There is no credit rating system in Ireland like there is in the UK. There is the ICB which holds records of missed repayments and the new CCR which holds records of loans. Neither amount to a credit rating system as they have in the UK.


----------



## PaddyBloggit (6 Apr 2019)

cremeegg said:


> In my opinion providing info is always reasonable.



Yes, providing that reasonable information is helping the poster to deal with their financial difficulties in a legal manner.

Advising someone on how to avoid their financial responsibilities always leads to consequences somewhere else ... higher interest rates, higher insurance premia etc.

My post was based on the OP's opening post ... where he spoke about 'debt' and 'debt following him back to Ireland'.

My comment was based on the fact that he looked as if he wanted to avoid/run/hide from this debt.

Only in later posts did the OP provide more clarification that the bonus was a payment for work done last year. That to me, throws a new light on the OP's situation .... of which I am sympathetic towards. His first port of call should be to discuss/negotiate with his employer to see if he can sort it at source.

The likelihood of the debt being chased up in Ireland is remote, but what about employment record/references etc.

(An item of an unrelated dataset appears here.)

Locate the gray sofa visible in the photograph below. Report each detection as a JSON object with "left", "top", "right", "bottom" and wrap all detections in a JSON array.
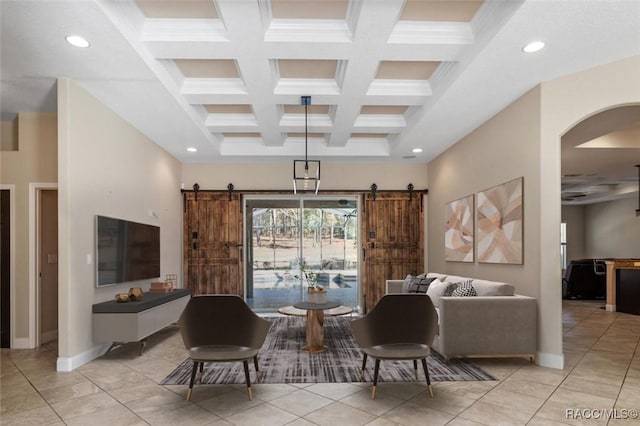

A prospective employer in Ireland may find out about his difficulties and that may work against him in getting employment here.


----------



## Purple (16 Apr 2019)

chicco18 said:


> I wasn't aware of this change and neither were the majority of people that I have discussed with. The conditions of the scheme are buried deep in the intranet, which is notoriously difficult to navigate.


While your employer may well have the right to change T's & C's they also have a duty to communicate those changes in a clear and up front manner.


----------



## chicco18 (23 Apr 2019)

Thanks for all the replies, I haven't received any further correspondence from my employer with regards to my issue. However I will update this thread once I understand their intentions.


----------